Bogdal argues that the emphasis on literature is vital because ‘it is only through close textual analysis that we can go beyond the conclusions of history or sociology’. Unfortunately, on the basis of this book at least, the reverse is true. The Roma themselves aren’t so much obscured here as displaced. Roma slavery is only mentioned in passing, for example, and, somewhat surprisingly, Bogdal questions the historicity of organised ‘gypsy hunts’ in the Netherlands and the southern German principalities in the eighteenth century, although most historians consider them a well-attested phenomenon.

For Bogdal, ‘[the] main protagonists are the scholars, intellectuals, writers and researchers’ whom he regards as ‘the creators of culture’ – a revealingly patrician insight. The best chapters are those on the twentieth century, when we largely move out of the library and into the world, and the murderous correlation between literature, and in particular racist pseudo-scientific literature, and the lives of actual people comes into focus.

Jeremy Harte’s Travellers Through Time, meanwhile, is packed with real people leading rich, complex lives. It is not, however, as its publishers claim, ‘the first complete history of the Romany people, from the inside’. Harte, while active in Roma archival and historical organisations, is not himself Roma, and he focuses almost exclusively on the communities in Surrey and neighbouring counties. The approach is sound. As Harte writes: ‘Gypsy history must be a history of life as it was lived, not just the bleak outlines traced by official documentation, and to do that it helps to view things up close.’ But that word ‘complete’ is doing a lot of work.

In England, as on the continent, anti-Roma legislation was ferocious. An Elizabethan law of 1563 made it a capital offence not simply to be an ‘Egyptian’, but to look like or speak like one, too. It stayed on the statute book until 1783. Harte finds no executions under the act in Surrey, however, and only four in Middlesex. David Cressy, in his exemplary Gypsies: an English History (2018), records several dozen deaths nationwide, the last in 1628, when thirteen were hanged at a particularly bloody assizes in Bury St Edmunds. This disjunction between rhetoric and reality is one of the reasons Bogdal’s literature-first approach is so flawed.

Harte has done an excellent job of sifting the archives to show how the Roma lived, and how their lives were interwoven with the wider economy. It is far from true that the Roma were necessarily entirely itinerant. One nineteenth-century family recorded visiting forty-one towns over the course of a year, but by that time many families only travelled through the summer and autumn, when the demand for seasonal labour was at its peak. ‘The gypsies are the best workers in the hop-gardens,’ The Times reported; but farmers welcomed them, too, when it came to pea-picking, hay-making, bringing in the harvest.
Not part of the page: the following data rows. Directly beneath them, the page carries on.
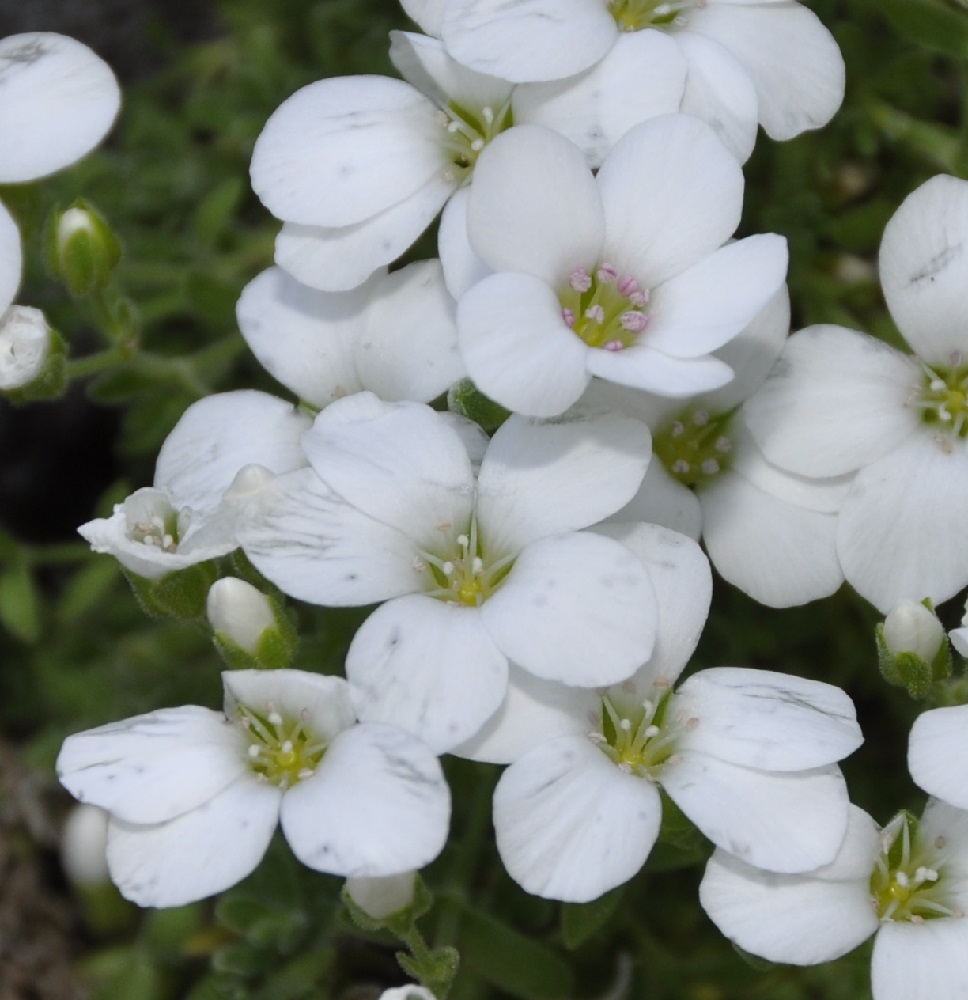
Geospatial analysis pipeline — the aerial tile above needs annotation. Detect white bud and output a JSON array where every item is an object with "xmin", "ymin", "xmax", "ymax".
[
  {"xmin": 205, "ymin": 576, "xmax": 276, "ymax": 654},
  {"xmin": 884, "ymin": 601, "xmax": 944, "ymax": 663},
  {"xmin": 345, "ymin": 872, "xmax": 414, "ymax": 920},
  {"xmin": 61, "ymin": 803, "xmax": 110, "ymax": 886},
  {"xmin": 0, "ymin": 306, "xmax": 50, "ymax": 390}
]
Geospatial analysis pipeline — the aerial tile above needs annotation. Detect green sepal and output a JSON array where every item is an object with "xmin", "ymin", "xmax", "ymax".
[
  {"xmin": 447, "ymin": 378, "xmax": 511, "ymax": 434},
  {"xmin": 123, "ymin": 560, "xmax": 218, "ymax": 621}
]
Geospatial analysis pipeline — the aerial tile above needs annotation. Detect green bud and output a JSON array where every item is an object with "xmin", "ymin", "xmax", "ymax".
[
  {"xmin": 0, "ymin": 306, "xmax": 67, "ymax": 403},
  {"xmin": 46, "ymin": 199, "xmax": 121, "ymax": 295},
  {"xmin": 205, "ymin": 576, "xmax": 298, "ymax": 670},
  {"xmin": 874, "ymin": 601, "xmax": 951, "ymax": 700}
]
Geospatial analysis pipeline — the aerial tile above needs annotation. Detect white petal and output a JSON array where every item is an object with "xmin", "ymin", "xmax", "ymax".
[
  {"xmin": 239, "ymin": 469, "xmax": 426, "ymax": 607},
  {"xmin": 0, "ymin": 202, "xmax": 23, "ymax": 316},
  {"xmin": 908, "ymin": 705, "xmax": 968, "ymax": 809},
  {"xmin": 700, "ymin": 471, "xmax": 844, "ymax": 608},
  {"xmin": 586, "ymin": 342, "xmax": 733, "ymax": 398},
  {"xmin": 251, "ymin": 76, "xmax": 445, "ymax": 226},
  {"xmin": 481, "ymin": 532, "xmax": 656, "ymax": 687},
  {"xmin": 441, "ymin": 0, "xmax": 618, "ymax": 83},
  {"xmin": 837, "ymin": 431, "xmax": 968, "ymax": 614},
  {"xmin": 675, "ymin": 667, "xmax": 863, "ymax": 771},
  {"xmin": 743, "ymin": 326, "xmax": 921, "ymax": 476},
  {"xmin": 275, "ymin": 176, "xmax": 454, "ymax": 292},
  {"xmin": 675, "ymin": 31, "xmax": 759, "ymax": 163},
  {"xmin": 689, "ymin": 3, "xmax": 844, "ymax": 139},
  {"xmin": 467, "ymin": 125, "xmax": 604, "ymax": 287},
  {"xmin": 596, "ymin": 524, "xmax": 713, "ymax": 697},
  {"xmin": 303, "ymin": 393, "xmax": 474, "ymax": 552},
  {"xmin": 597, "ymin": 115, "xmax": 743, "ymax": 288},
  {"xmin": 280, "ymin": 724, "xmax": 450, "ymax": 878},
  {"xmin": 477, "ymin": 414, "xmax": 652, "ymax": 553},
  {"xmin": 659, "ymin": 756, "xmax": 848, "ymax": 874},
  {"xmin": 457, "ymin": 274, "xmax": 592, "ymax": 417},
  {"xmin": 57, "ymin": 705, "xmax": 248, "ymax": 823},
  {"xmin": 494, "ymin": 736, "xmax": 662, "ymax": 903},
  {"xmin": 346, "ymin": 594, "xmax": 508, "ymax": 753},
  {"xmin": 0, "ymin": 31, "xmax": 121, "ymax": 184},
  {"xmin": 155, "ymin": 389, "xmax": 310, "ymax": 514},
  {"xmin": 107, "ymin": 776, "xmax": 282, "ymax": 906},
  {"xmin": 644, "ymin": 234, "xmax": 787, "ymax": 358},
  {"xmin": 878, "ymin": 175, "xmax": 968, "ymax": 365},
  {"xmin": 871, "ymin": 918, "xmax": 968, "ymax": 1000},
  {"xmin": 514, "ymin": 29, "xmax": 688, "ymax": 167}
]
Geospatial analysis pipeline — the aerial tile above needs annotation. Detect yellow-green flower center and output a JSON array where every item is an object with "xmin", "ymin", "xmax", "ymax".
[
  {"xmin": 236, "ymin": 705, "xmax": 326, "ymax": 789},
  {"xmin": 652, "ymin": 410, "xmax": 733, "ymax": 488},
  {"xmin": 440, "ymin": 100, "xmax": 514, "ymax": 184}
]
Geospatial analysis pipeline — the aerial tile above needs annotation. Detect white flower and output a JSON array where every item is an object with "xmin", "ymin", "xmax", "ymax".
[
  {"xmin": 77, "ymin": 390, "xmax": 309, "ymax": 579},
  {"xmin": 242, "ymin": 393, "xmax": 655, "ymax": 750},
  {"xmin": 745, "ymin": 176, "xmax": 968, "ymax": 614},
  {"xmin": 454, "ymin": 115, "xmax": 787, "ymax": 416},
  {"xmin": 251, "ymin": 33, "xmax": 511, "ymax": 291},
  {"xmin": 472, "ymin": 525, "xmax": 861, "ymax": 902},
  {"xmin": 699, "ymin": 800, "xmax": 968, "ymax": 1000},
  {"xmin": 0, "ymin": 306, "xmax": 51, "ymax": 391},
  {"xmin": 57, "ymin": 670, "xmax": 450, "ymax": 906},
  {"xmin": 237, "ymin": 261, "xmax": 464, "ymax": 408}
]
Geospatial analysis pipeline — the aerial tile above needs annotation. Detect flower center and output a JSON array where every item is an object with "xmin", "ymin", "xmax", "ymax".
[
  {"xmin": 236, "ymin": 704, "xmax": 326, "ymax": 789},
  {"xmin": 558, "ymin": 264, "xmax": 649, "ymax": 351},
  {"xmin": 439, "ymin": 99, "xmax": 514, "ymax": 184},
  {"xmin": 415, "ymin": 515, "xmax": 514, "ymax": 608},
  {"xmin": 608, "ymin": 0, "xmax": 705, "ymax": 31},
  {"xmin": 589, "ymin": 689, "xmax": 679, "ymax": 781},
  {"xmin": 915, "ymin": 362, "xmax": 968, "ymax": 440},
  {"xmin": 871, "ymin": 812, "xmax": 963, "ymax": 923},
  {"xmin": 652, "ymin": 410, "xmax": 733, "ymax": 488}
]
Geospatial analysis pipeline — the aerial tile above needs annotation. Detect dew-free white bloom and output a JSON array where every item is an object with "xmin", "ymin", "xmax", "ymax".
[
  {"xmin": 57, "ymin": 670, "xmax": 450, "ymax": 907},
  {"xmin": 468, "ymin": 525, "xmax": 860, "ymax": 902},
  {"xmin": 243, "ymin": 393, "xmax": 655, "ymax": 751},
  {"xmin": 745, "ymin": 176, "xmax": 968, "ymax": 614},
  {"xmin": 237, "ymin": 261, "xmax": 464, "ymax": 408},
  {"xmin": 78, "ymin": 390, "xmax": 310, "ymax": 579},
  {"xmin": 699, "ymin": 799, "xmax": 968, "ymax": 1000},
  {"xmin": 454, "ymin": 115, "xmax": 787, "ymax": 416}
]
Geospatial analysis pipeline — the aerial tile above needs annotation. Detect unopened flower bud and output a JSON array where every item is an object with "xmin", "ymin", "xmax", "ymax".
[
  {"xmin": 47, "ymin": 200, "xmax": 121, "ymax": 295},
  {"xmin": 876, "ymin": 601, "xmax": 951, "ymax": 698},
  {"xmin": 0, "ymin": 306, "xmax": 64, "ymax": 400}
]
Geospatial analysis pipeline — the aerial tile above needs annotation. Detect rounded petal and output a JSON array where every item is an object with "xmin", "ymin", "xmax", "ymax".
[
  {"xmin": 346, "ymin": 594, "xmax": 508, "ymax": 753},
  {"xmin": 303, "ymin": 393, "xmax": 474, "ymax": 552},
  {"xmin": 689, "ymin": 3, "xmax": 844, "ymax": 140},
  {"xmin": 908, "ymin": 705, "xmax": 968, "ymax": 809},
  {"xmin": 513, "ymin": 30, "xmax": 688, "ymax": 167},
  {"xmin": 251, "ymin": 76, "xmax": 446, "ymax": 226},
  {"xmin": 467, "ymin": 125, "xmax": 604, "ymax": 287},
  {"xmin": 743, "ymin": 326, "xmax": 921, "ymax": 476},
  {"xmin": 878, "ymin": 174, "xmax": 968, "ymax": 365},
  {"xmin": 494, "ymin": 736, "xmax": 662, "ymax": 903},
  {"xmin": 597, "ymin": 115, "xmax": 743, "ymax": 288},
  {"xmin": 837, "ymin": 431, "xmax": 968, "ymax": 614},
  {"xmin": 659, "ymin": 756, "xmax": 849, "ymax": 874},
  {"xmin": 57, "ymin": 705, "xmax": 248, "ymax": 823},
  {"xmin": 107, "ymin": 776, "xmax": 282, "ymax": 906},
  {"xmin": 441, "ymin": 0, "xmax": 618, "ymax": 83},
  {"xmin": 477, "ymin": 414, "xmax": 652, "ymax": 554},
  {"xmin": 675, "ymin": 667, "xmax": 864, "ymax": 771},
  {"xmin": 0, "ymin": 31, "xmax": 121, "ymax": 184},
  {"xmin": 457, "ymin": 274, "xmax": 592, "ymax": 417},
  {"xmin": 280, "ymin": 723, "xmax": 450, "ymax": 878},
  {"xmin": 481, "ymin": 532, "xmax": 656, "ymax": 687}
]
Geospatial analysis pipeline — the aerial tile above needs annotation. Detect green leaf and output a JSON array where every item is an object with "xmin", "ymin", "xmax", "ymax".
[
  {"xmin": 460, "ymin": 909, "xmax": 573, "ymax": 1000},
  {"xmin": 561, "ymin": 885, "xmax": 626, "ymax": 948}
]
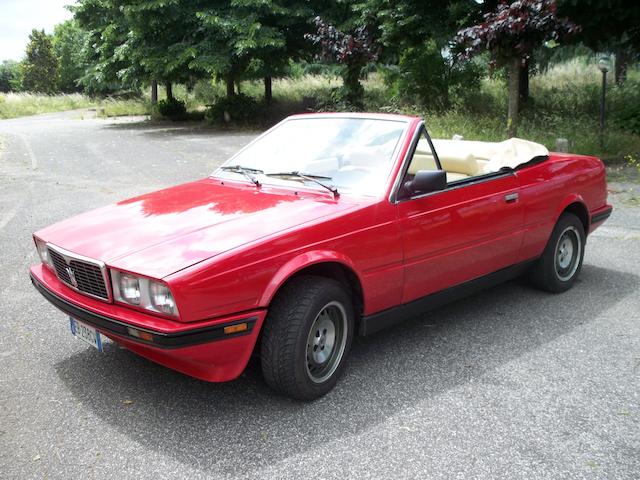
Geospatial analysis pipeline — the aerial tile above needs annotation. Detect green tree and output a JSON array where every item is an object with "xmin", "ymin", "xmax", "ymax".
[
  {"xmin": 0, "ymin": 60, "xmax": 21, "ymax": 92},
  {"xmin": 22, "ymin": 29, "xmax": 58, "ymax": 94},
  {"xmin": 558, "ymin": 0, "xmax": 640, "ymax": 85},
  {"xmin": 190, "ymin": 0, "xmax": 311, "ymax": 97},
  {"xmin": 53, "ymin": 19, "xmax": 88, "ymax": 93},
  {"xmin": 355, "ymin": 0, "xmax": 482, "ymax": 107},
  {"xmin": 72, "ymin": 0, "xmax": 135, "ymax": 94}
]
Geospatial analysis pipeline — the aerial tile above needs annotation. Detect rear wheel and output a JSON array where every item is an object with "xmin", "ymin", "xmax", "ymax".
[
  {"xmin": 261, "ymin": 275, "xmax": 354, "ymax": 400},
  {"xmin": 530, "ymin": 212, "xmax": 586, "ymax": 293}
]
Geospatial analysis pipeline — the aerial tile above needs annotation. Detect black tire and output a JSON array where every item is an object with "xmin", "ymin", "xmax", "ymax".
[
  {"xmin": 260, "ymin": 275, "xmax": 354, "ymax": 400},
  {"xmin": 529, "ymin": 212, "xmax": 586, "ymax": 293}
]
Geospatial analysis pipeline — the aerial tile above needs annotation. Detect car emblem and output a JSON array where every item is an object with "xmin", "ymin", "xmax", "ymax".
[{"xmin": 65, "ymin": 267, "xmax": 78, "ymax": 288}]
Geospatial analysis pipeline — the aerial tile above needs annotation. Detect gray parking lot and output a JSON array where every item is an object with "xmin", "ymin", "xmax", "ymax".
[{"xmin": 0, "ymin": 112, "xmax": 640, "ymax": 479}]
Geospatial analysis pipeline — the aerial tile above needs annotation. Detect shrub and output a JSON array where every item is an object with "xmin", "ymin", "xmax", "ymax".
[
  {"xmin": 157, "ymin": 98, "xmax": 187, "ymax": 120},
  {"xmin": 205, "ymin": 94, "xmax": 265, "ymax": 124}
]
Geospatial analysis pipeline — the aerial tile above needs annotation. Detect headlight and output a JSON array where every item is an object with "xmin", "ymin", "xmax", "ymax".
[
  {"xmin": 111, "ymin": 270, "xmax": 178, "ymax": 317},
  {"xmin": 149, "ymin": 282, "xmax": 176, "ymax": 315},
  {"xmin": 33, "ymin": 237, "xmax": 53, "ymax": 269},
  {"xmin": 118, "ymin": 273, "xmax": 140, "ymax": 305}
]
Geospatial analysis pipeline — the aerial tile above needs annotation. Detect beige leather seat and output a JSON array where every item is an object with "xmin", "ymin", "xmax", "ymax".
[{"xmin": 409, "ymin": 138, "xmax": 549, "ymax": 182}]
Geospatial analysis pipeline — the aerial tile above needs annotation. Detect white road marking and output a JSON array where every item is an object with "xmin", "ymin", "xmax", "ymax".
[{"xmin": 0, "ymin": 203, "xmax": 22, "ymax": 230}]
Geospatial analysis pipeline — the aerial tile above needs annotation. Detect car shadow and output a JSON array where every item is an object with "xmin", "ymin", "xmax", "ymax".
[{"xmin": 56, "ymin": 265, "xmax": 640, "ymax": 474}]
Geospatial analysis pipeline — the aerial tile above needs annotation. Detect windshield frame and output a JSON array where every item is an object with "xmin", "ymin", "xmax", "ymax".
[{"xmin": 209, "ymin": 113, "xmax": 412, "ymax": 197}]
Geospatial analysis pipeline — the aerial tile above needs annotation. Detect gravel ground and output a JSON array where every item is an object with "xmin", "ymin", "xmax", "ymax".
[{"xmin": 0, "ymin": 112, "xmax": 640, "ymax": 480}]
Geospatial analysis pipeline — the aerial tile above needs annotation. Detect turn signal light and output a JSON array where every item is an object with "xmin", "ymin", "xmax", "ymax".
[
  {"xmin": 224, "ymin": 322, "xmax": 249, "ymax": 335},
  {"xmin": 127, "ymin": 327, "xmax": 153, "ymax": 342}
]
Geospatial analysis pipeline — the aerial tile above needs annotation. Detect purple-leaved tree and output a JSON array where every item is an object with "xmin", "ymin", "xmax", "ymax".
[
  {"xmin": 456, "ymin": 0, "xmax": 580, "ymax": 137},
  {"xmin": 305, "ymin": 17, "xmax": 378, "ymax": 109}
]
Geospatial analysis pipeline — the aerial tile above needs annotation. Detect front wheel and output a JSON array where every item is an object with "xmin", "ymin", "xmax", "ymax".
[
  {"xmin": 530, "ymin": 212, "xmax": 586, "ymax": 293},
  {"xmin": 260, "ymin": 275, "xmax": 354, "ymax": 400}
]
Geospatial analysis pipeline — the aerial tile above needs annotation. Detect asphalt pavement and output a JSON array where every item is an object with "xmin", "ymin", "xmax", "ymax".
[{"xmin": 0, "ymin": 111, "xmax": 640, "ymax": 480}]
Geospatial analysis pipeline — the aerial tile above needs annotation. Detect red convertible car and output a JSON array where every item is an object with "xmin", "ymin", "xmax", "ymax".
[{"xmin": 31, "ymin": 114, "xmax": 611, "ymax": 399}]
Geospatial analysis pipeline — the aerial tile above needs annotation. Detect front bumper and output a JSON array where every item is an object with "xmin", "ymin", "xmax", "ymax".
[{"xmin": 30, "ymin": 265, "xmax": 266, "ymax": 382}]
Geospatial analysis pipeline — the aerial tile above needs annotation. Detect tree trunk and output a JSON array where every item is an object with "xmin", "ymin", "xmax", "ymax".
[
  {"xmin": 264, "ymin": 77, "xmax": 273, "ymax": 105},
  {"xmin": 225, "ymin": 77, "xmax": 236, "ymax": 98},
  {"xmin": 507, "ymin": 57, "xmax": 521, "ymax": 138},
  {"xmin": 614, "ymin": 48, "xmax": 629, "ymax": 86},
  {"xmin": 151, "ymin": 80, "xmax": 158, "ymax": 105},
  {"xmin": 518, "ymin": 59, "xmax": 529, "ymax": 105}
]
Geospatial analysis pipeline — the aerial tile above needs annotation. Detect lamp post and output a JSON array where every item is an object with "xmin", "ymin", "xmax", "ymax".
[{"xmin": 598, "ymin": 57, "xmax": 611, "ymax": 148}]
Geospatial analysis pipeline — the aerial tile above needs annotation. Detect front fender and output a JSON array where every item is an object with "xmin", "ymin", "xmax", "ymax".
[{"xmin": 260, "ymin": 250, "xmax": 360, "ymax": 307}]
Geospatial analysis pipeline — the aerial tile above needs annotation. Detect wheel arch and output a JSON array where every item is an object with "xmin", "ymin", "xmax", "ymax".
[
  {"xmin": 260, "ymin": 251, "xmax": 364, "ymax": 323},
  {"xmin": 556, "ymin": 194, "xmax": 590, "ymax": 235}
]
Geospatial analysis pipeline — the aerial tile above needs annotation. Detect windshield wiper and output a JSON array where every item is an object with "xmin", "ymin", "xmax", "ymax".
[
  {"xmin": 220, "ymin": 165, "xmax": 264, "ymax": 187},
  {"xmin": 265, "ymin": 171, "xmax": 340, "ymax": 197}
]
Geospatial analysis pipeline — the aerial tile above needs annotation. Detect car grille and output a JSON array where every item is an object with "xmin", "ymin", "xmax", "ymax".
[{"xmin": 49, "ymin": 246, "xmax": 110, "ymax": 300}]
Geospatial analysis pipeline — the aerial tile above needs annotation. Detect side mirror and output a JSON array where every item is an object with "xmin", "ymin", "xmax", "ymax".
[{"xmin": 404, "ymin": 170, "xmax": 447, "ymax": 195}]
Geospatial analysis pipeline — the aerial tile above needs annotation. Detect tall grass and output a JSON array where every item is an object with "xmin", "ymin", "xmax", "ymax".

They were chimney sweeps, knife-grinders, tinsmiths. They repaired cane chairs, mended china; they made clothes-pegs, clothes-lines, baskets. All the family worked.

It is true, though, that the arc of Harte’s narrative tends towards greater restrictions – on freedom of movement, on the kinds of trades practised. As democratic accountability grew, particularly at a local level, so did the punitive sanctions.

Today, nearly half of Europe’s twelve million Roma live in ‘severe material deprivation’ with fully eighty per cent at risk of poverty, according to a 2021 survey from the EU Agency for Fundamental Rights. A UK report came to similar conclusions earlier this year. Mobility and migration are likely to be among the defining social issues of European politics in coming decades. And yet, after 600 years, we have hardly begun to understand this great migrant people in our midst.